Endothelial glycocalyx perturbation contributes to increased vascular permeability. In the present study we set out to evaluate whether: (1) glycocalyx is perturbed in individuals with type 2 diabetes mellitus, and (2) oral glycocalyx precursor treatment improves glycocalyx properties.
Male participants with type 2 diabetes (n = 10) and controls (n = 10) were evaluated before and after 2 months of sulodexide administration (200 mg/day). The glycocalyx dimension was estimated in two different vascular beds using sidestream dark field imaging and combined fluorescein/indocyanine green angiography for sublingual and retinal vessels, respectively. Transcapillary escape rate of albumin (TERalb) and hyaluronan catabolism were assessed as measures of vascular permeability.
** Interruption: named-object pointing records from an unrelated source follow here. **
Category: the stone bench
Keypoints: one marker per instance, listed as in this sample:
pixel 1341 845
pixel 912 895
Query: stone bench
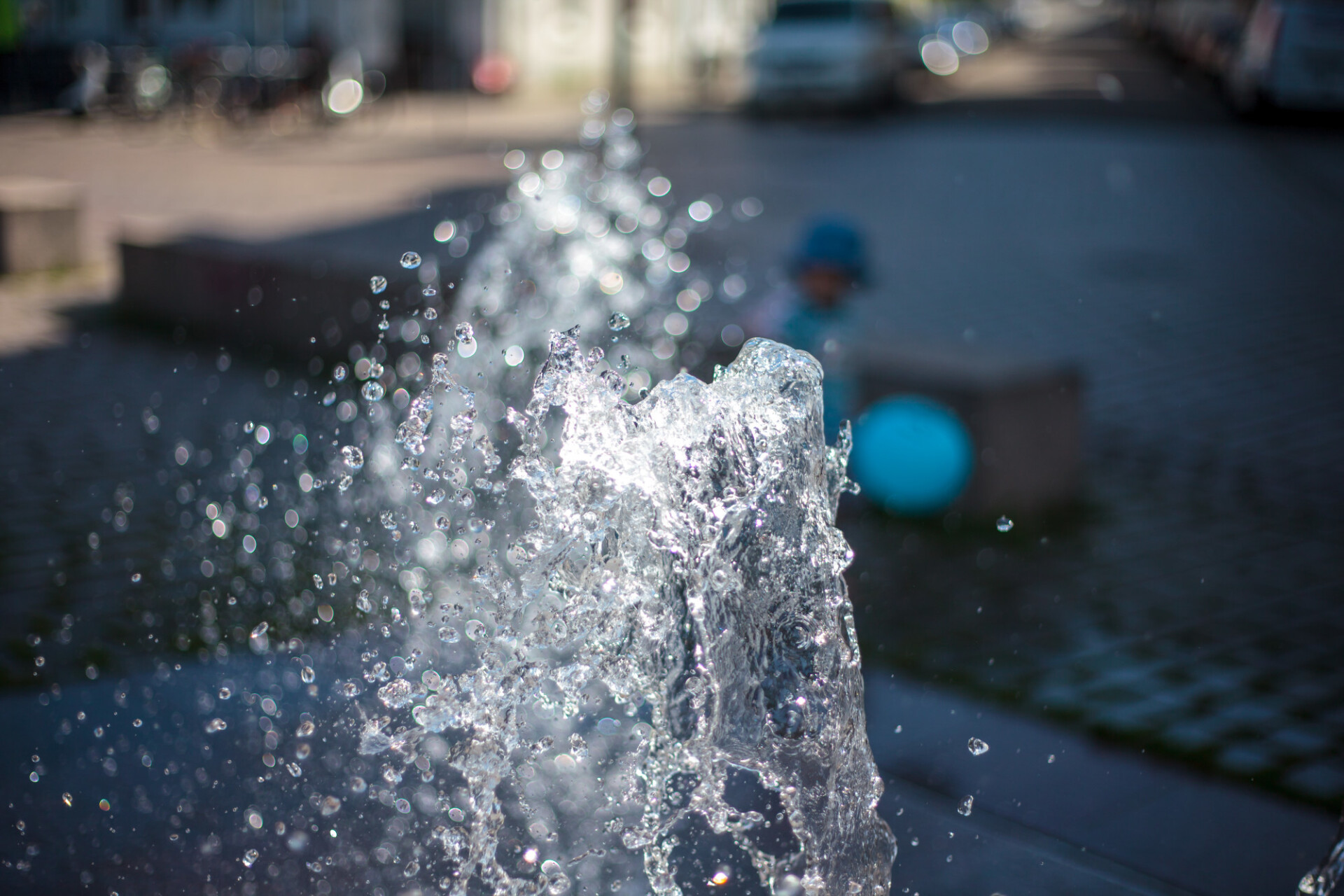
pixel 39 225
pixel 1025 418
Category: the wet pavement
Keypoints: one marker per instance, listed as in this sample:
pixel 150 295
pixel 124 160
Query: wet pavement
pixel 1189 606
pixel 1187 264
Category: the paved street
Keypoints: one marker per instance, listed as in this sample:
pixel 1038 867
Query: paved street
pixel 1187 262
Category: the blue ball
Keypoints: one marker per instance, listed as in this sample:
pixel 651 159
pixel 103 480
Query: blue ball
pixel 911 454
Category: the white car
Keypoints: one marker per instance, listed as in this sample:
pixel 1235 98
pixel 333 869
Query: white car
pixel 834 52
pixel 1291 57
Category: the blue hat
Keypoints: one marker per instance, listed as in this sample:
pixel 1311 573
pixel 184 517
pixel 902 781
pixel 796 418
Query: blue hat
pixel 831 242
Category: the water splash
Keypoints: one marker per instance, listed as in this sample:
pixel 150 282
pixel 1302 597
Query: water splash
pixel 1326 878
pixel 542 634
pixel 682 571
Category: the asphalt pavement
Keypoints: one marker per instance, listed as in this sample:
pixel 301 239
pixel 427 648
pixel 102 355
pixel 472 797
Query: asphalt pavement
pixel 1187 608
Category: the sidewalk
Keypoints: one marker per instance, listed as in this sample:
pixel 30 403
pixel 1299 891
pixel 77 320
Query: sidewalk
pixel 1057 812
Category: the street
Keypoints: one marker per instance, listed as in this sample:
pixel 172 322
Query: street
pixel 1186 261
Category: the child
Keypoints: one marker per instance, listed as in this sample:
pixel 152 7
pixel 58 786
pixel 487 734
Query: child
pixel 812 312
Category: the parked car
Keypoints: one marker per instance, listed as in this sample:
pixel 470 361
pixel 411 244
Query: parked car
pixel 1291 57
pixel 834 52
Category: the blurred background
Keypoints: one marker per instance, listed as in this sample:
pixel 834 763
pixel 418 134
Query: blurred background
pixel 1098 305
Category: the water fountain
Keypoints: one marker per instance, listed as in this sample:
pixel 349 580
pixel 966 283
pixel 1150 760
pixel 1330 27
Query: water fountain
pixel 486 630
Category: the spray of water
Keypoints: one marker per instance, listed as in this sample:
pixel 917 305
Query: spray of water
pixel 565 631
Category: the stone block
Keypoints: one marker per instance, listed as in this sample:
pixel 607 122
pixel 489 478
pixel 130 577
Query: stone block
pixel 1025 418
pixel 39 225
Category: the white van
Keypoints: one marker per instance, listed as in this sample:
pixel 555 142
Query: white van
pixel 1291 57
pixel 827 52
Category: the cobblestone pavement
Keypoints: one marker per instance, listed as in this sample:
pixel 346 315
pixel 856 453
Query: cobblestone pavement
pixel 1189 264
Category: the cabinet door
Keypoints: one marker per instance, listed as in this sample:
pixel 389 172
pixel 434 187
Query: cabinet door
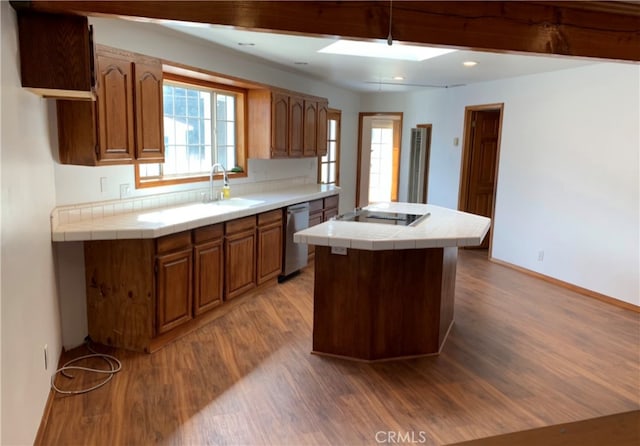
pixel 208 278
pixel 279 125
pixel 240 263
pixel 269 251
pixel 149 112
pixel 115 109
pixel 310 128
pixel 296 116
pixel 323 114
pixel 173 290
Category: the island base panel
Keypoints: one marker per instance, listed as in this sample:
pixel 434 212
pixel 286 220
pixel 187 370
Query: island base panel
pixel 373 305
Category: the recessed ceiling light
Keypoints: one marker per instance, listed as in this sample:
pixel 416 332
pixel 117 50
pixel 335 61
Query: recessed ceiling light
pixel 383 51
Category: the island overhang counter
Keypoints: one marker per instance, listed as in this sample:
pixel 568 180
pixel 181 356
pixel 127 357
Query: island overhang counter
pixel 386 291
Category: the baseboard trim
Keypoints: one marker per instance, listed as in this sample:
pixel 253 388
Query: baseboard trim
pixel 584 291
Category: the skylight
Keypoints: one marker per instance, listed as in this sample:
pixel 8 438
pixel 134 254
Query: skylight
pixel 382 50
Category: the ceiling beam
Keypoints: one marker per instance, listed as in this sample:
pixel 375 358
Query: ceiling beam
pixel 607 30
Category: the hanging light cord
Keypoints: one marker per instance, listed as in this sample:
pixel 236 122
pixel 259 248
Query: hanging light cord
pixel 389 38
pixel 114 366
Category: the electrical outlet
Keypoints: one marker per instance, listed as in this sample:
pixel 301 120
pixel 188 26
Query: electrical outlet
pixel 125 190
pixel 340 250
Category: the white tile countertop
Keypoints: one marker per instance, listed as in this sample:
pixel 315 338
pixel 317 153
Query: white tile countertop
pixel 442 228
pixel 152 223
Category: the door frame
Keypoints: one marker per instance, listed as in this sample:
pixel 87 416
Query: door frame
pixel 463 196
pixel 427 160
pixel 381 115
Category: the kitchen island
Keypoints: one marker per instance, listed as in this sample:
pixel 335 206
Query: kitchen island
pixel 385 290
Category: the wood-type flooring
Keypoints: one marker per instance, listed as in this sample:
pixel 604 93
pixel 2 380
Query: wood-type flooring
pixel 522 354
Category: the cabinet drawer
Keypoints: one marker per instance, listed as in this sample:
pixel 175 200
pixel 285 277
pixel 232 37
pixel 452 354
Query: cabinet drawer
pixel 239 225
pixel 315 206
pixel 206 233
pixel 173 242
pixel 331 202
pixel 270 217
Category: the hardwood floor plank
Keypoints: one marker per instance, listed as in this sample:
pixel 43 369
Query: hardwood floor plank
pixel 522 354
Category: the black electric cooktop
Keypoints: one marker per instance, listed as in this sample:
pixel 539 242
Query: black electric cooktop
pixel 390 218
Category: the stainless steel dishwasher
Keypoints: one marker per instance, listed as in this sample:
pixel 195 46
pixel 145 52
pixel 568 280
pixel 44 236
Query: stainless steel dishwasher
pixel 295 254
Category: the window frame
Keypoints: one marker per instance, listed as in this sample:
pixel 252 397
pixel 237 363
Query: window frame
pixel 336 115
pixel 241 95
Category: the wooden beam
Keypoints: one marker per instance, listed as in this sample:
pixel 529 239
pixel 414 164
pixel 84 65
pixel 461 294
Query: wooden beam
pixel 608 30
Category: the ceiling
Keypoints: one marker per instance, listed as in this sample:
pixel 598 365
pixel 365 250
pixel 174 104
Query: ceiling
pixel 364 74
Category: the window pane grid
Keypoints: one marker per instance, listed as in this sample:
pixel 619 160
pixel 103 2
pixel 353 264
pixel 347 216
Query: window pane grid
pixel 328 168
pixel 200 129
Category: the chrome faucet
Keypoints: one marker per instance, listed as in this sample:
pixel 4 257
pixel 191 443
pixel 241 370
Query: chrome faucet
pixel 225 181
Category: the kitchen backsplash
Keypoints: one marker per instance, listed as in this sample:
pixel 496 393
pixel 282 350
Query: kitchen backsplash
pixel 101 209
Both sublingual dimensions (0.64 [0.57–0.75] μm vs 0.78 [0.71–0.85] μm, p < 0.05, medians [interquartile range]) and retinal glycocalyx dimensions (5.38 [4.88–6.59] μm vs 8.89 [4.74–11.84] μm, p < 0.05) were reduced in the type 2 diabetes group compared with the controls whereas TERalb was increased (5.6 ± 2.3% vs 3.7 ± 1.7% in the controls, p < 0.05). In line with these findings, markers of hyaluronan catabolism were increased with diabetes (hyaluronan 137 ± 29 vs 81 ± 8 ng/ml and hyaluronidase 78 ± 4 vs 67 ± 2 U/ml, both p < 0.05). Sulodexide increased both the sublingual and retinal glycocalyx dimensions in participants with diabetes (to 0.93 [0.83–0.99] μm and to 5.88 [5.33–6.26] μm, respectively, p < 0.05). In line, a trend towards TERalb normalisation (to 4.0 ± 2.3%) and decreases in plasma hyaluronidase (to 72 ± 2 U/ml, p < 0.05) were observed in the diabetes group.
Type 2 diabetes is associated with glycocalyx perturbation and increased vascular permeability, which are partially restored following sulodexide administration. Further studies are warranted to determine whether long-term treatment with sulodexide has a beneficial effect on cardiovascular risk.